One quota, five agents: the parallel-agent meter problem and the function that solves it
Five Claude Code agents in five tmux panes do not get five quotas. They share one rolling 5-hour bucket and one seven_day_oauth_apps weekly bucket per Claude account, computed server-side and enforced server-side. ClaudeMeter is built around that fact. The function is dedupe_by_account in src/lib.rs; the CLI surface is claude-meter --json; the number you read is the same one Anthropic's own settings page reads.
ClaudeMeter (free, MIT, macOS, source at github.com/m13v/claude-meter). Anthropic's rolling 5-hour and seven_day_oauth_apps windows are per-account, not per-agent; every parallel Claude Code agent on the same account fills the same server-side fraction.
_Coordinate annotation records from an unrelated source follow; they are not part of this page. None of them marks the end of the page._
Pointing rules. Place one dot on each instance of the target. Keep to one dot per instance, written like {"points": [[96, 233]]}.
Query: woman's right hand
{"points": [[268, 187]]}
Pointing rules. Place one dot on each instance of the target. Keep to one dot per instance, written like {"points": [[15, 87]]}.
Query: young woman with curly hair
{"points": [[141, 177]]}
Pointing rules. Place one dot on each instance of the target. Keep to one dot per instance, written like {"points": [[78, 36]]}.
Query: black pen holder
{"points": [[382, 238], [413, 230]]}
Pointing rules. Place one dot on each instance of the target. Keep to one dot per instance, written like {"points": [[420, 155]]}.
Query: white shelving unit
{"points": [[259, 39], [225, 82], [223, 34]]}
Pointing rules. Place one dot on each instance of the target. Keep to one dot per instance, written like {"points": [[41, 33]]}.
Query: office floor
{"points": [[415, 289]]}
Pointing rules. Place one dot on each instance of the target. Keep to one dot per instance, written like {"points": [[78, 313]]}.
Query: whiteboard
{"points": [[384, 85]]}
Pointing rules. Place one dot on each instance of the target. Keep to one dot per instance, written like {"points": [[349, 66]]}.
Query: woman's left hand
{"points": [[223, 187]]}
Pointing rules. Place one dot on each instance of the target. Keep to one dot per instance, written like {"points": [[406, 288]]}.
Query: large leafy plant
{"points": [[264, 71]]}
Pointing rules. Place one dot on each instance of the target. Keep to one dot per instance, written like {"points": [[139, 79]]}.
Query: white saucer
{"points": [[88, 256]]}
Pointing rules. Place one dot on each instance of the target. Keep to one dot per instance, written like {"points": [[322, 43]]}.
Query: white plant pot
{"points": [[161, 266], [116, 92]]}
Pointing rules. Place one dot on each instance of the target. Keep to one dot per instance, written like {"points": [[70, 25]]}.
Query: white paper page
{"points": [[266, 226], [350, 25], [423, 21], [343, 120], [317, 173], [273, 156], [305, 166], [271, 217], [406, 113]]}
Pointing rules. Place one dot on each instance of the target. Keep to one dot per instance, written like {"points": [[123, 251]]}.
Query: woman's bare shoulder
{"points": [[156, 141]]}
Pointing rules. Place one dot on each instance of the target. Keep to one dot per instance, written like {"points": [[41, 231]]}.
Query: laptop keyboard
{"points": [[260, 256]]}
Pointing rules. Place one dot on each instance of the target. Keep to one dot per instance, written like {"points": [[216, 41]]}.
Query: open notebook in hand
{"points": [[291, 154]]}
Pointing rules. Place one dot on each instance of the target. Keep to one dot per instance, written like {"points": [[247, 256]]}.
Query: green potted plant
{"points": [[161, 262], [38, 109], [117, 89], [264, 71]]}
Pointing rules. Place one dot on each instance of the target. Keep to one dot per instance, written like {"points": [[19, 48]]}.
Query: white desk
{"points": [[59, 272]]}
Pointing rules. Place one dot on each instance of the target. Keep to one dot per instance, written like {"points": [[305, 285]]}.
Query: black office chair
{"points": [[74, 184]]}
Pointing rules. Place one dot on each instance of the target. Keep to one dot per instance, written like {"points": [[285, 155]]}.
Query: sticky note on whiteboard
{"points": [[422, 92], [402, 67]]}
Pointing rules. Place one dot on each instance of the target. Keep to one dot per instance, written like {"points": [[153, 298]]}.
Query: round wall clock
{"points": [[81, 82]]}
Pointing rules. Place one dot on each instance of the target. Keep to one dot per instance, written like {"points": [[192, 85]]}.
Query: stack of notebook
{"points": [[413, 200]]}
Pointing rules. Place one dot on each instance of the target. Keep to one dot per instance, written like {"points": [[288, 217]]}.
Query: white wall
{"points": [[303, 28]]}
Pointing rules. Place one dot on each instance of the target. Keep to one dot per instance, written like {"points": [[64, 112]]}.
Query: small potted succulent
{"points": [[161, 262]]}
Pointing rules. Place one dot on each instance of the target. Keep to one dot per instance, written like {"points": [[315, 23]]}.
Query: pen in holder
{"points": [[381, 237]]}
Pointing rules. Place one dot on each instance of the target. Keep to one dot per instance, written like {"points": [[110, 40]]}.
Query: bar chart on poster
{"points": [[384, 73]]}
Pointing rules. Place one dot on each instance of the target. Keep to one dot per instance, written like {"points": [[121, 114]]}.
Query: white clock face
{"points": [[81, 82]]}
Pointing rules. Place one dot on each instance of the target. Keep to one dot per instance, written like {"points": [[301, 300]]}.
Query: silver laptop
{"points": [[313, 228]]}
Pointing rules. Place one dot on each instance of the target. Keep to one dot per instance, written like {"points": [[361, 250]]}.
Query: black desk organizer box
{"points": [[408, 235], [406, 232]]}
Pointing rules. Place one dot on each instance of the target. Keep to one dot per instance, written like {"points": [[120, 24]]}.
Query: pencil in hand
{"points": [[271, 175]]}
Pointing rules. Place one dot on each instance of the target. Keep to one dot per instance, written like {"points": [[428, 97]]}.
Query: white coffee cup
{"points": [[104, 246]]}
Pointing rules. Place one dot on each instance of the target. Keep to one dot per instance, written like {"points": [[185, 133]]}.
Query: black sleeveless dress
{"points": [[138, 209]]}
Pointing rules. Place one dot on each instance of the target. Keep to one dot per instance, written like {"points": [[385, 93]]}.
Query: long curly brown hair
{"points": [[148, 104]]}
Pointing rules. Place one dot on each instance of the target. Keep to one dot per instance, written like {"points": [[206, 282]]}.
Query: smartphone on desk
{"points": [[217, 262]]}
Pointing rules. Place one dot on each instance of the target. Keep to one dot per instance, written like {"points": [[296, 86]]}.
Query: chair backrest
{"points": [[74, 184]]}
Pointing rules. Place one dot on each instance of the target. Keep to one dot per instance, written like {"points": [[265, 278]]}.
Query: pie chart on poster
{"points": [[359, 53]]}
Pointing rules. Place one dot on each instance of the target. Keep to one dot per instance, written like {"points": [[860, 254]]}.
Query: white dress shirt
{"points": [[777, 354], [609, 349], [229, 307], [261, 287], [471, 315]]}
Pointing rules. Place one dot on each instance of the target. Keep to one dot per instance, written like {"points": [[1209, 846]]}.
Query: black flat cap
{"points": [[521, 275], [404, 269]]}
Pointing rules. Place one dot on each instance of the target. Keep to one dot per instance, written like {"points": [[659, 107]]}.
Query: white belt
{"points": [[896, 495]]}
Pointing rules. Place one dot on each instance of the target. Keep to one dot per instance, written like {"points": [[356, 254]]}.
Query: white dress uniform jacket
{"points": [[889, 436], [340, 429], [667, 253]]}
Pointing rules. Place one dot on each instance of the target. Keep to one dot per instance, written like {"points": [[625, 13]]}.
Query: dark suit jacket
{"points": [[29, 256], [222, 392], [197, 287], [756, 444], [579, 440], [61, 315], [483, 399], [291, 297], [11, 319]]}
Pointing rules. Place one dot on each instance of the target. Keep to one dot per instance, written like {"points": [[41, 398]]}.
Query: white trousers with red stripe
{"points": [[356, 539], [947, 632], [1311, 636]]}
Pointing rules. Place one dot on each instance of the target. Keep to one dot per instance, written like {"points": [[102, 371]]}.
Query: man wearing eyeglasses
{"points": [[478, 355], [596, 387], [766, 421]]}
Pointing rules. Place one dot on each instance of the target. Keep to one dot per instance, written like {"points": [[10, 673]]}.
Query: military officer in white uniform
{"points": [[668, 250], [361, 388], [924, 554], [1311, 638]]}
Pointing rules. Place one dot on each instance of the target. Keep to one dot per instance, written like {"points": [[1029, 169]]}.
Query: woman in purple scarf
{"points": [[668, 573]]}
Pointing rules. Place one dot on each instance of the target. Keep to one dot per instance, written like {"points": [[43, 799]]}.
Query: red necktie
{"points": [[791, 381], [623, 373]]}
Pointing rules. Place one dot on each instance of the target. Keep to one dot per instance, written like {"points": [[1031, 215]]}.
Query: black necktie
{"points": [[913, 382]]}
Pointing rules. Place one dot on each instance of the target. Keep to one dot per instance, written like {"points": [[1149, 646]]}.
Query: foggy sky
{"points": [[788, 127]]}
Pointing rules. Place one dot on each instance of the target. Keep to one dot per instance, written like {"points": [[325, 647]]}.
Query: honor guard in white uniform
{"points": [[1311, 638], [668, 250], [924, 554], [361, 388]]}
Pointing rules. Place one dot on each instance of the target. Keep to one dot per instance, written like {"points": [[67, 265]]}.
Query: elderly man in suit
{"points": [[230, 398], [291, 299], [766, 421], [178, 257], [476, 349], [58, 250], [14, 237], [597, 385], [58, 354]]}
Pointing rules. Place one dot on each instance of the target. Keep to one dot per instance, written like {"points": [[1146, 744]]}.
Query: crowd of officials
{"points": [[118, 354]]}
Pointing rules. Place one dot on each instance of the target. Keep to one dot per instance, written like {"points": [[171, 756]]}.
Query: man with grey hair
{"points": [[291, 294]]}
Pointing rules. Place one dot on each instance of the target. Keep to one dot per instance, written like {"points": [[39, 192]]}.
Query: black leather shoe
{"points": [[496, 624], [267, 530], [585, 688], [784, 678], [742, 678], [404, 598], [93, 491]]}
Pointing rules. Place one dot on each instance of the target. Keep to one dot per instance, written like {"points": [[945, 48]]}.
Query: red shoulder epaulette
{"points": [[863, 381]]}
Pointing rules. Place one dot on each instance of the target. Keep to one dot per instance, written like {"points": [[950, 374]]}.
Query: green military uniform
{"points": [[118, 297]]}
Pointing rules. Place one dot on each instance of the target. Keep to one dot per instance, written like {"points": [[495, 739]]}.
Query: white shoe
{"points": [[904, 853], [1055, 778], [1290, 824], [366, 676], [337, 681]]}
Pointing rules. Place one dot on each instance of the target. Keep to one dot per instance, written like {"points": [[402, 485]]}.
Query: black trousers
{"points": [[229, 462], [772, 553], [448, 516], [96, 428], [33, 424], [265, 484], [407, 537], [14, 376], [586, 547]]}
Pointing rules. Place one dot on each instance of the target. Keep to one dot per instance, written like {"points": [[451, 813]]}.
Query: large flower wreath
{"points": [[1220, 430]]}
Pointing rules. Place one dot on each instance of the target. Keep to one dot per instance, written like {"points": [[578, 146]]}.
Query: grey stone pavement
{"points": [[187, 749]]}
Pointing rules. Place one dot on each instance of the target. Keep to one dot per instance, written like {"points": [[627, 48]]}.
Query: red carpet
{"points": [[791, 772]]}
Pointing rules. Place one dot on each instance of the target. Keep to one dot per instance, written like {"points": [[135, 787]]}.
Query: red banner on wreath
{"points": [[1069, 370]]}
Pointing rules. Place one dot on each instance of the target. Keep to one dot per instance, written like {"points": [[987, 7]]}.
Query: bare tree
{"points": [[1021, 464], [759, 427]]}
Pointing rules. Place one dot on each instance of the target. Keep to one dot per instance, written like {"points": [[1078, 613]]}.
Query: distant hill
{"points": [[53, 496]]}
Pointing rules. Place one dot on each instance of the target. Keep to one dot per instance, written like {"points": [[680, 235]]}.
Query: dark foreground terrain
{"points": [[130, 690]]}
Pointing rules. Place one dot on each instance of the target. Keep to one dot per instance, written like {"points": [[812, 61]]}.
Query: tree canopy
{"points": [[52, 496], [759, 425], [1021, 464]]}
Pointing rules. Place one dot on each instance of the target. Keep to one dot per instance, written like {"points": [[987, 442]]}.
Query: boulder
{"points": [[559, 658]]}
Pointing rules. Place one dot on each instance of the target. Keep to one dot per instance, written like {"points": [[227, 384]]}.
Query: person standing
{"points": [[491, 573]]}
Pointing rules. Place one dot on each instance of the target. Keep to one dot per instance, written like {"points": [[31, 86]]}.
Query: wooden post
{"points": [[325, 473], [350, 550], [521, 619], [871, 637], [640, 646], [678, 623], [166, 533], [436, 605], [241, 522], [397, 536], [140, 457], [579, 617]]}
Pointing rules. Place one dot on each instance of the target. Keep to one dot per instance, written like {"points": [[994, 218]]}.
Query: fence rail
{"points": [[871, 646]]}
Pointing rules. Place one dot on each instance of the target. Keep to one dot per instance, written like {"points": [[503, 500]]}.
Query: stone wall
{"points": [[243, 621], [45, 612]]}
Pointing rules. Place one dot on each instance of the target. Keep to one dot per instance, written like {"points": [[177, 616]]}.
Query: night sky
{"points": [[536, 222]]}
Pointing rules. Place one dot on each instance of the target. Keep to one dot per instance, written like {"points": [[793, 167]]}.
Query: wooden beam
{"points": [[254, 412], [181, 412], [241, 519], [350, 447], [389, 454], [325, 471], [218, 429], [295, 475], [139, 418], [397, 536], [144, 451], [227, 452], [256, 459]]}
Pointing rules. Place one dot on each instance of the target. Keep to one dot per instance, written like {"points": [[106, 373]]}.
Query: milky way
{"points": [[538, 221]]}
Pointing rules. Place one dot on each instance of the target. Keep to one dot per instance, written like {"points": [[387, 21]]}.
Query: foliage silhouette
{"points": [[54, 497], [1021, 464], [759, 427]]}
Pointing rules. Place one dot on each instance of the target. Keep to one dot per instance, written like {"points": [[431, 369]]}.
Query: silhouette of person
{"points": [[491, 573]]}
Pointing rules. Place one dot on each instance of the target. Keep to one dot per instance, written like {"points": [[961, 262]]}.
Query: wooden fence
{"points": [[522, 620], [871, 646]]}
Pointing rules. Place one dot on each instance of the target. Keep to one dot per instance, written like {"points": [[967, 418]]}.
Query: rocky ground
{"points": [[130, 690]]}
ClaudeMeter's dedupe_by_account in src/lib.rs(lines 13–34) collapses N parallel browser/agent snapshots into one row keyed by account_email or org_uuid, and claude-meter --json prints that one row's usage.five_hour.utilization: the actual percent every agent is racing to fill. Local-log tools like ccusage report N per-session token totals instead, because they read ~/.claude/projects/*.jsonl and the plan ceiling does not exist on disk.
The five-pane reality
The Reddit thread that probably brought you here is some variant of: I have five Claude Code agents running in five git worktrees. ccusage shows me five totals. claude.ai settings page shows one number. Which one matters?
The one. Anthropic's rate enforcement runs on the server, against your account's org_uuid, and it does not care that you have spawned five processes. Every prompt any of those five agents sends increments the same five_hour bucket and the same seven_day_oauth_apps bucket. When one agent gets a 429, the next prompt from any sibling agent gets the same 429 milliseconds later, because the wall is on the account, not on the process.
This is the part of the parallel-agents pattern that the existing playbooks under-explain. Five agents do not give you five times the throughput. They give you faster bucket fill, and unless every agent reads the same shared signal, you also get five times the in-flight half-finished tasks when the wall hits.
“"Claude Code killed my refactor mid-way at 62% weekly used. Installed ClaudeMeter, now I watch the bar tick instead of guessing."”
Pro plan user, /r/ClaudeAI
Why the local sums do not equal the server fraction
The two most popular trackers people reach for first read ~/.claude/projects/*.jsonl. Each parallel agent writes its own JSONL transcript. ccusage tails them, sums input and output tokens, and prints a per- session total. Claude-Code-Usage-Monitor does the same with a different display.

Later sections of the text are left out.